Dear old Mudcat... what an interesting and esoteric discussion. I'm really enjoying reading it. And thanks for correcting me on Claude Jeter. At least I didn't call him Derrick. As always, we get into definitions of music, and I might as well give mine. Or, at least what I consider falls under the umbrella of "folk" music. Bluegrass does, but straight country doesn't. Allison Krause I could comfortably include in "folk," although she has often strayed pretty far away from her roots. I wouldn't put Shania Twain under folk, because I don't hear many vestiges of folk in her music. When I make a statement that, not including bluegrass(although I consider it folk music) I don't remember hearing falsetto used in white southern gospel or white southern folk music. I ain't talking Southern France, or monks, or Mexicans... God love 'em all. My generalization is very specific. If that's possibile. It may not be 100% correct, and if someone can produce a recording with Mother Maybelle, or Charlie Poole, or more traditional American folk singers singing falsetto, I'll add an asterisk to my generalization.
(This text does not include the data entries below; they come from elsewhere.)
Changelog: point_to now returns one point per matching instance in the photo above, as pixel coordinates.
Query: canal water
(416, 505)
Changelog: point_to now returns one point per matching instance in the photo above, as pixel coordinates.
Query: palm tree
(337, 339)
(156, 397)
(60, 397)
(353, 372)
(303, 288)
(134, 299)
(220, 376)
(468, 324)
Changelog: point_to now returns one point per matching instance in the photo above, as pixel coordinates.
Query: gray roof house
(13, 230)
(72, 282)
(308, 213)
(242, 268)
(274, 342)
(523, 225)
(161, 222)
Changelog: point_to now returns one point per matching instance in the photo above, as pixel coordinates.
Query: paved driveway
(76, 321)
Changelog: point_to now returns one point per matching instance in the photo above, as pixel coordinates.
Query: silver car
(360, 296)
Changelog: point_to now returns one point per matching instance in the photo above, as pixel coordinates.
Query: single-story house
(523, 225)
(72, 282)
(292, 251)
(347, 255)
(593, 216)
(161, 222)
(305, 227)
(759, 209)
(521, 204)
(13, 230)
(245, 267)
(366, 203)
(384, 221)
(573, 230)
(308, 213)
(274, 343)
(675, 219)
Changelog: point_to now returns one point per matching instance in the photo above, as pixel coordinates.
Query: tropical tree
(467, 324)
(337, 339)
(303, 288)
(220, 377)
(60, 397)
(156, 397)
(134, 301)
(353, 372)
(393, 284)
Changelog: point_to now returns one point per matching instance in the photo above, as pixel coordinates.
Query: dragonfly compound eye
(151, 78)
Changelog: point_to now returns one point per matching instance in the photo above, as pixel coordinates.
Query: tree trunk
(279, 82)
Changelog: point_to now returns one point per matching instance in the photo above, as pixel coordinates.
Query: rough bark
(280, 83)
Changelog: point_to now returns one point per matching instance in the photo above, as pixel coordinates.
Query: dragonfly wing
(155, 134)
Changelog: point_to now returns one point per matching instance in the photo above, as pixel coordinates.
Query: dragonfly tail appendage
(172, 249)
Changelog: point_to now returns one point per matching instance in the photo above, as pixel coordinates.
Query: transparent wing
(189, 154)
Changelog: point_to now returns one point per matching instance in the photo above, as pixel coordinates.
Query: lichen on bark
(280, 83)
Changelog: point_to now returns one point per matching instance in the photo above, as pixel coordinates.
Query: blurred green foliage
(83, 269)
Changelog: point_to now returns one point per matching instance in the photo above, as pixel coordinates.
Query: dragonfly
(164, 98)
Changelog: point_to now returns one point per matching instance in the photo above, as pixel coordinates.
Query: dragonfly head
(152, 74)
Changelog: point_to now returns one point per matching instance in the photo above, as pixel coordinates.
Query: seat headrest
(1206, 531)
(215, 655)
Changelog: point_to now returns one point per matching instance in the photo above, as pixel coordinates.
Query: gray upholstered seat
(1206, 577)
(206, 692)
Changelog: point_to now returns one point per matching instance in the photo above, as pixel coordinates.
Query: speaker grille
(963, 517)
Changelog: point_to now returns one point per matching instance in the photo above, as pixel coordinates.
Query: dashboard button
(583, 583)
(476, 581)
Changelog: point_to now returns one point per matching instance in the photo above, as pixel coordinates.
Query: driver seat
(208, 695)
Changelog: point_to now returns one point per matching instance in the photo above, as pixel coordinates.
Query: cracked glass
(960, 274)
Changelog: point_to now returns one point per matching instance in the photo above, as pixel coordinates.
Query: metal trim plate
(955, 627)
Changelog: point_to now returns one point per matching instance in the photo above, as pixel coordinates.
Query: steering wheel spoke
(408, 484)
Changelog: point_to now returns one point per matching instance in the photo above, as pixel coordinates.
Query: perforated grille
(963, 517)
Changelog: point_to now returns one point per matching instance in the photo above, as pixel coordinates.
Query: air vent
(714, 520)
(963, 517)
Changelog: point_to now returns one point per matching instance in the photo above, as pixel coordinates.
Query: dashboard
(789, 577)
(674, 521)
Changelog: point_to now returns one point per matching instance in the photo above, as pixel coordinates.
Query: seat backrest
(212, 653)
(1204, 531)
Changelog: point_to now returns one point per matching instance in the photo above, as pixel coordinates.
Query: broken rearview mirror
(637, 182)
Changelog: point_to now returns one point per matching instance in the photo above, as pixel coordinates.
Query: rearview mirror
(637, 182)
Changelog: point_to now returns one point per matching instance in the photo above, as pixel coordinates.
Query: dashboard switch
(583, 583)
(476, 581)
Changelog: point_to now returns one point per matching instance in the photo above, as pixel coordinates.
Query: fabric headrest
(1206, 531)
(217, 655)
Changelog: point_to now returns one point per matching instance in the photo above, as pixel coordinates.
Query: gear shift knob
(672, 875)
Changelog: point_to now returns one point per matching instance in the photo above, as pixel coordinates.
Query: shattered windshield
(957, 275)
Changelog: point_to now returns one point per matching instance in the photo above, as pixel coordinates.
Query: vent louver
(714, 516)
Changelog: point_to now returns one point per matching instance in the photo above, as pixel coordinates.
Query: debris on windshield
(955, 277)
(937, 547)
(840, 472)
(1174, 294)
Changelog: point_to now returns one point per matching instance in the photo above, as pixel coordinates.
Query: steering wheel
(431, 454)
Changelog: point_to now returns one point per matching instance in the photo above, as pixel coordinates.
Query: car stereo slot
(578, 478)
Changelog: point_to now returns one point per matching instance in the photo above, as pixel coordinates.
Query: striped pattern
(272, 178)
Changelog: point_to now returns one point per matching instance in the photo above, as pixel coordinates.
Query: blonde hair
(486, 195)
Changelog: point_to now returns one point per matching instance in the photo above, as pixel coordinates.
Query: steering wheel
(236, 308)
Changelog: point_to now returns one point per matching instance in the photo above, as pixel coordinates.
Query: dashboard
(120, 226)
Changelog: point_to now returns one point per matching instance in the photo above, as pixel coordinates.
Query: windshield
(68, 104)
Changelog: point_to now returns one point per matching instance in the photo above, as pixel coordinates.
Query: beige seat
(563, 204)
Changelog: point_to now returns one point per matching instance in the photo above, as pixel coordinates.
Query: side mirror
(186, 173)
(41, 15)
The other area I've mentioned is some country music... Jimmie Rodgers immediately comes to mind for slipping up into falsetto. Yodelling is as falsetto as you can get.

As for rhythm and blues (Doo wop), listen to the Five Blind Boys of Mississippi, or many other black gospel quartets and you won't have any problem figuring out where it came from. Same with the "Why is everrrbody always pickin' on me" bass line.... Straight out of black gospel.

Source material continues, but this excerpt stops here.